Radiology urged to beef up ethics education 4 ways

When it comes to knowing codes of ethics pertinent to their profession, radiologists and radiology trainees are largely wandering around in a darkness of their own choosing: In a recent survey, widely distributed and promoted online, more than three-quarters of rad respondents said they’ve never read the American Medical Association’s Code of Medical Ethics.

Meanwhile, more than two-thirds indicated similarly low familiarity with the ethics code published by the American College of Radiology.

The designers and conductors of the survey, David Yousem, MD, MBA, and colleagues at Johns Hopkins, further found that 57.3 percent of respondents felt their medical-school ethics education was insufficient, while 70 percent said the same of their ethics training during residency.

The American Journal of Roentgenology published the findings online June 7.

The authors emailed a link to an online questionnaire to 1,569 radiologists and rad trainees who are in a Johns Hopkins CME database. They promoted the survey via numerous blogs, social media pages and other radiology-based online outlets last autumn.

The survey drew responses from a total of 424 recipients, most but not all of whom practice in the U.S.

Just 22.8 percent said they’d read the AMA ethics code, and only 32.6 percent had read ACR’s.

Further, the authors report, ACR data show that its ethics code was downloaded 723 times in the 1-year period ending last May 31, a time frame they selected because it followed an update in the code.

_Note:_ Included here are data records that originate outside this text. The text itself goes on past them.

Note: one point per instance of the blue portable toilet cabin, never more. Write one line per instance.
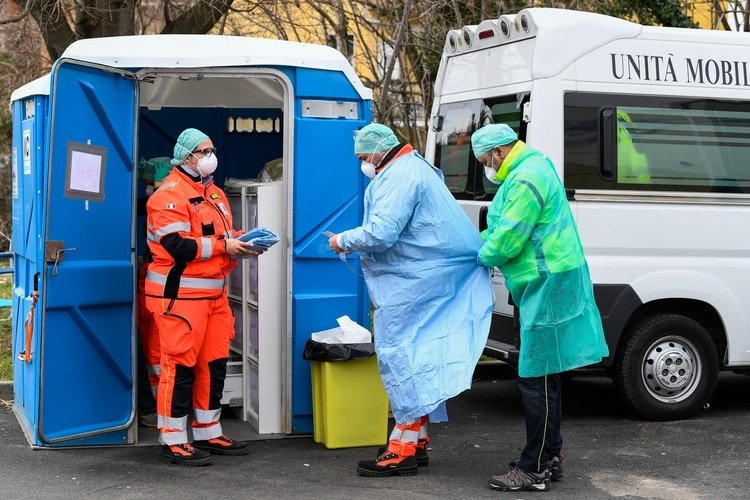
(78, 136)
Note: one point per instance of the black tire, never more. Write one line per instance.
(666, 368)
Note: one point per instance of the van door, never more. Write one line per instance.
(87, 277)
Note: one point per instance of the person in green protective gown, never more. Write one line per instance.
(532, 238)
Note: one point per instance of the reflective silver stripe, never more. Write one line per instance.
(178, 436)
(172, 228)
(405, 435)
(207, 248)
(206, 433)
(199, 283)
(207, 416)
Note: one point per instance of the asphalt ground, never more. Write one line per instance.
(608, 454)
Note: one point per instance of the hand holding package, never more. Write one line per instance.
(260, 237)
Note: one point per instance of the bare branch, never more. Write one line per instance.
(26, 11)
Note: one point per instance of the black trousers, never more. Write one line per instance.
(541, 402)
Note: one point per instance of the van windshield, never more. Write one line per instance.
(464, 175)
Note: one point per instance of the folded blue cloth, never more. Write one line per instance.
(260, 237)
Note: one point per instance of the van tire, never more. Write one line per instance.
(667, 367)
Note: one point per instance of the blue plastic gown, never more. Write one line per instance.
(532, 237)
(433, 301)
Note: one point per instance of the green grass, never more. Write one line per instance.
(6, 354)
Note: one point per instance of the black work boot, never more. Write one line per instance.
(421, 457)
(222, 445)
(388, 464)
(184, 454)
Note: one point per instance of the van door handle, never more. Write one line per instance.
(483, 218)
(607, 144)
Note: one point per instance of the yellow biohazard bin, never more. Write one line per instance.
(350, 407)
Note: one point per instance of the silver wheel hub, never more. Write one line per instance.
(671, 369)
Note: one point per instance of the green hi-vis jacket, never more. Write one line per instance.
(532, 238)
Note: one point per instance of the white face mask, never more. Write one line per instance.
(368, 169)
(490, 172)
(207, 165)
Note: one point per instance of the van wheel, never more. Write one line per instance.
(667, 367)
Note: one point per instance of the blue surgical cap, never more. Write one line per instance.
(186, 143)
(489, 136)
(374, 138)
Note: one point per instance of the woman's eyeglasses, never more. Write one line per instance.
(205, 151)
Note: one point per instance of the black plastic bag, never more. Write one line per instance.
(319, 351)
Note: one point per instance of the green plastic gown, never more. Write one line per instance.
(532, 238)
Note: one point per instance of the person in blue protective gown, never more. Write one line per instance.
(433, 301)
(532, 238)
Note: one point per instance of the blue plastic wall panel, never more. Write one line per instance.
(27, 161)
(86, 353)
(328, 196)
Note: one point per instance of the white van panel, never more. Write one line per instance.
(481, 69)
(686, 255)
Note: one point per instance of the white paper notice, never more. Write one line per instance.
(85, 172)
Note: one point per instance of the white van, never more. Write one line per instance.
(649, 128)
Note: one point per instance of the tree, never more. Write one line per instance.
(33, 33)
(731, 15)
(61, 22)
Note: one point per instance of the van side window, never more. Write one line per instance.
(626, 142)
(464, 176)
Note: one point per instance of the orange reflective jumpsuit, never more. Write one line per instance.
(148, 332)
(185, 289)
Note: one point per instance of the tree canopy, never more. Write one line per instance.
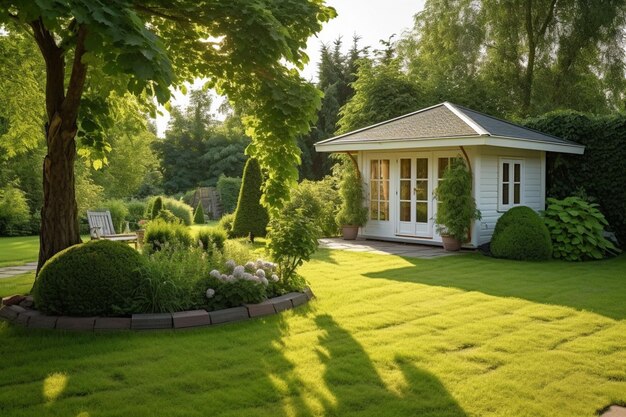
(520, 58)
(249, 50)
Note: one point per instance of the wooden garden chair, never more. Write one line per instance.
(101, 227)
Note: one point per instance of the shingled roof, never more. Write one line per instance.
(450, 124)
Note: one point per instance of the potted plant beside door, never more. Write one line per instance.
(352, 214)
(456, 208)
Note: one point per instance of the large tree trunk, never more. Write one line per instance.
(59, 215)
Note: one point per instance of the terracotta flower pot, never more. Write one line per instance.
(451, 244)
(349, 232)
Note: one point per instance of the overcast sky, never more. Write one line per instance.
(372, 20)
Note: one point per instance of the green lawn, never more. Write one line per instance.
(387, 336)
(18, 250)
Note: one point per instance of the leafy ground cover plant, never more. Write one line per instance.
(521, 234)
(577, 230)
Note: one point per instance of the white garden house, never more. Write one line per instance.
(402, 160)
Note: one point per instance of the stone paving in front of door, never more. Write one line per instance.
(410, 250)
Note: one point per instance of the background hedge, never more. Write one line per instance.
(600, 173)
(250, 216)
(181, 210)
(228, 189)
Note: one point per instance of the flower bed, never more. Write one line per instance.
(25, 316)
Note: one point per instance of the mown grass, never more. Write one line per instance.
(387, 336)
(18, 250)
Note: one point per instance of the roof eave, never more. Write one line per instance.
(504, 142)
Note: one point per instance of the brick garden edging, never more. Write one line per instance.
(27, 317)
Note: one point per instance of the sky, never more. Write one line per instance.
(372, 20)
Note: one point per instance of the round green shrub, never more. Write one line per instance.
(250, 216)
(98, 278)
(521, 234)
(160, 233)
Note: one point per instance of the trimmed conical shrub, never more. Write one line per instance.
(250, 216)
(198, 217)
(157, 207)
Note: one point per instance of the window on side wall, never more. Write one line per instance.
(510, 183)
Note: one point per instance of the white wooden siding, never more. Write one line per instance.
(487, 198)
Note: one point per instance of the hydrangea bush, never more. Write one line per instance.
(235, 285)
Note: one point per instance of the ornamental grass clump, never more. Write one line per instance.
(577, 230)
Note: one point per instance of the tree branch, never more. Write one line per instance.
(55, 67)
(77, 79)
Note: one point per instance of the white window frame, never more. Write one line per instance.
(511, 182)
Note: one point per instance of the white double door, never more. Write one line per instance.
(415, 202)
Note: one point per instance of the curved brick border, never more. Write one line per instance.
(180, 320)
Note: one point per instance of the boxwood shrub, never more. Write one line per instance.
(521, 234)
(95, 278)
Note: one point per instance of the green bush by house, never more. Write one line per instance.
(250, 216)
(95, 278)
(521, 234)
(600, 172)
(577, 230)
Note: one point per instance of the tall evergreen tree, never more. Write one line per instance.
(336, 74)
(251, 217)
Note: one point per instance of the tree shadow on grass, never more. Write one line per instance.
(358, 390)
(596, 286)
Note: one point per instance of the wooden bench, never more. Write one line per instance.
(101, 227)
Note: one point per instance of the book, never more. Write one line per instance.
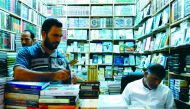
(101, 11)
(149, 26)
(108, 59)
(107, 47)
(131, 59)
(157, 21)
(25, 12)
(77, 34)
(19, 96)
(108, 72)
(61, 90)
(123, 34)
(147, 46)
(47, 106)
(89, 104)
(101, 23)
(28, 85)
(187, 7)
(120, 22)
(18, 107)
(33, 104)
(101, 34)
(111, 102)
(124, 1)
(78, 10)
(165, 16)
(187, 37)
(126, 10)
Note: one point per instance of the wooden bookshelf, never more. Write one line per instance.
(160, 10)
(112, 28)
(142, 21)
(179, 21)
(146, 5)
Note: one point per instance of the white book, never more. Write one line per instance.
(147, 46)
(61, 90)
(116, 48)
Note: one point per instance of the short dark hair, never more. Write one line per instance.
(48, 23)
(158, 70)
(31, 33)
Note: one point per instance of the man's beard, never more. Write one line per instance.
(49, 45)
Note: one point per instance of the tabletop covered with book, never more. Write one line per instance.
(43, 95)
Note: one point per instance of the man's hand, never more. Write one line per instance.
(61, 75)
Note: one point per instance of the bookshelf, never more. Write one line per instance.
(176, 24)
(107, 25)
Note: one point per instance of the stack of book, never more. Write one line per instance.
(101, 23)
(129, 46)
(23, 94)
(3, 64)
(100, 1)
(89, 90)
(101, 34)
(2, 90)
(114, 87)
(126, 10)
(121, 22)
(176, 63)
(59, 96)
(89, 104)
(160, 58)
(77, 47)
(78, 10)
(180, 89)
(187, 7)
(108, 72)
(7, 41)
(101, 10)
(123, 34)
(77, 34)
(189, 93)
(18, 43)
(118, 60)
(187, 61)
(11, 58)
(56, 10)
(78, 22)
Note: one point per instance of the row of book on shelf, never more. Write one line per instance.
(180, 35)
(43, 95)
(119, 10)
(89, 1)
(117, 22)
(154, 43)
(180, 89)
(179, 63)
(153, 23)
(180, 9)
(145, 60)
(100, 34)
(7, 61)
(121, 47)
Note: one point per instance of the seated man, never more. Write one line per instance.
(27, 38)
(42, 61)
(149, 91)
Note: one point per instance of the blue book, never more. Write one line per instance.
(28, 85)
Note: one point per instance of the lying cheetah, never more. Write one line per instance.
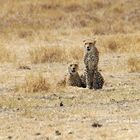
(98, 80)
(73, 78)
(91, 59)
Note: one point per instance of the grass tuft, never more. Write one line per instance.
(34, 82)
(134, 64)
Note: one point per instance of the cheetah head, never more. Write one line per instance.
(89, 45)
(73, 68)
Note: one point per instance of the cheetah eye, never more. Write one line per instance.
(86, 43)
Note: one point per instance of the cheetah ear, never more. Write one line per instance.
(84, 40)
(94, 42)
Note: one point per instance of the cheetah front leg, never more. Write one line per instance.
(89, 79)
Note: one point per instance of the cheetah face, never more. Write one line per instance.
(89, 45)
(73, 68)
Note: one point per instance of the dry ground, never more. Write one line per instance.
(37, 41)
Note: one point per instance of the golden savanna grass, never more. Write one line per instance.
(34, 82)
(38, 39)
(134, 64)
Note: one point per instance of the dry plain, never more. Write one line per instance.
(38, 39)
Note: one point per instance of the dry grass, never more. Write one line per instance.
(120, 43)
(6, 55)
(34, 82)
(133, 64)
(47, 54)
(55, 54)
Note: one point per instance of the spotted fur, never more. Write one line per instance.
(73, 78)
(91, 59)
(98, 80)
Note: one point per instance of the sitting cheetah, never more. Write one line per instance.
(73, 78)
(91, 59)
(98, 80)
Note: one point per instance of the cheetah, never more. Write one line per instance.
(91, 59)
(73, 77)
(98, 80)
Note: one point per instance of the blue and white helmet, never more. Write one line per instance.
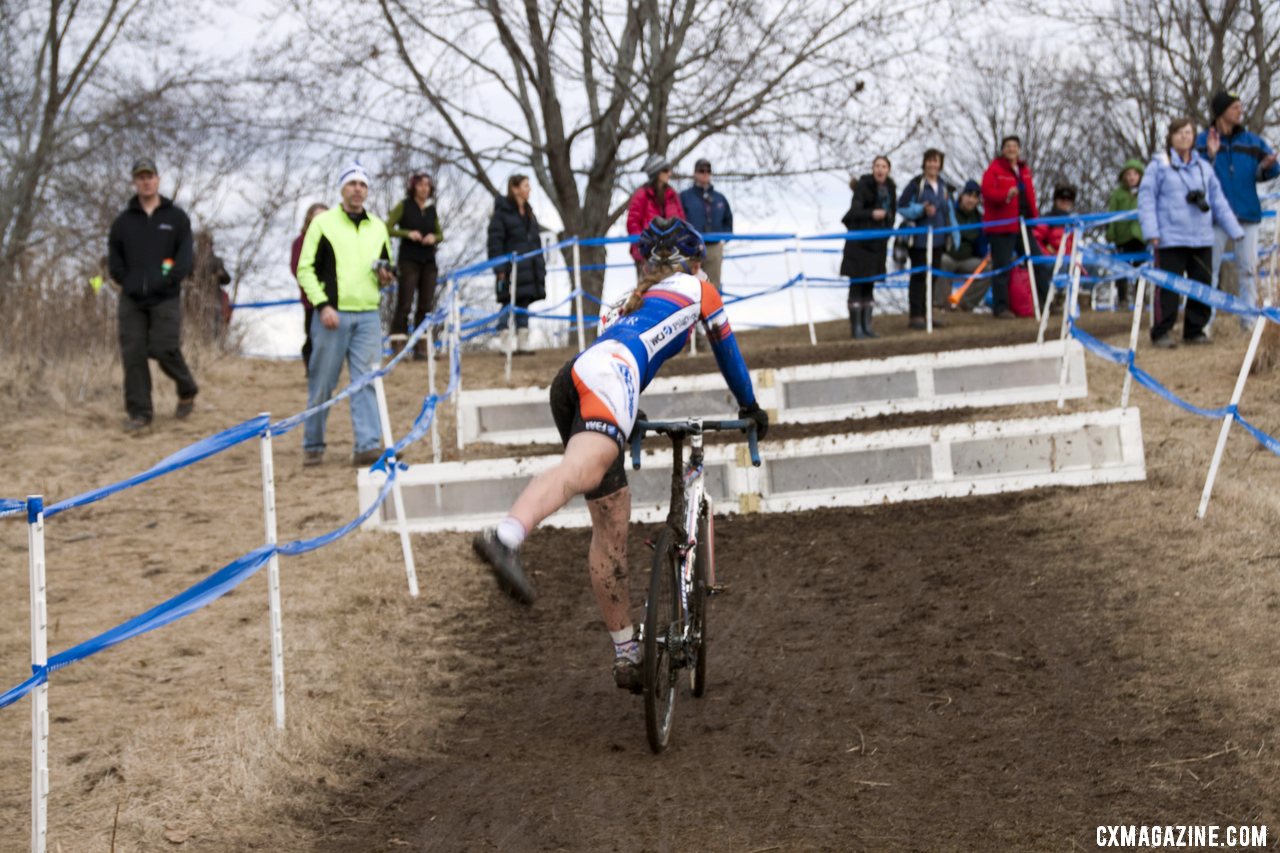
(671, 241)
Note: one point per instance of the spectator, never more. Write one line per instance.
(1179, 201)
(873, 208)
(346, 256)
(967, 250)
(926, 201)
(312, 211)
(513, 231)
(708, 213)
(149, 254)
(417, 224)
(654, 199)
(1240, 160)
(1008, 192)
(1047, 238)
(1127, 235)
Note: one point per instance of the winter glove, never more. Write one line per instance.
(759, 416)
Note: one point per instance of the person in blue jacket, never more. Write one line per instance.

More than 700 downloads isn’t nothing—but the ACR has more than 38,000 members, the authors point out.

“[I]f each download was intended for review by a single person, only 1.9 percent of those 38,000 members have viewed the most recent version of the ACR Code of Ethics,” they write. “This finding highlights that many physicians do not consider ethics a critical educational subject but, rather, a personal concept based on their own perceptions.”

Calling for change in medical ethics training and education in radiology residencies, Yousem and colleagues make four recommendations.

  1. Noting that the Accreditation Council for Graduate Medical Education has added a mandatory component covering business principles, the authors suggest a similar number of hours be required for learning medical ethics during residency.
  2. They encourage the ACR’s Radiology Leadership Institute to come up with an updated online program dedicated to ethics. “[T]his program should be made accessible to all radiologists,” they write. “Leadership demands ethical behavior.”
  3. They urge radiology subspecialty societies to create subspecialty-specific materials “with relevant case scenarios included for discussion.”
  4. They ask radiology journals to do their part by publishing more ethics-oriented articles.

“Ethics education plays an essential role in building the professional character and self-understanding of physicians, both of which are fundamental qualities for establishing a safe and high-quality practice,” the authors write. “Teaching medical ethics is also justified by the high incidence of ethical misbehavior that leads to disciplinary action, malpractice, insurance fraud and the loss of physician licenses.”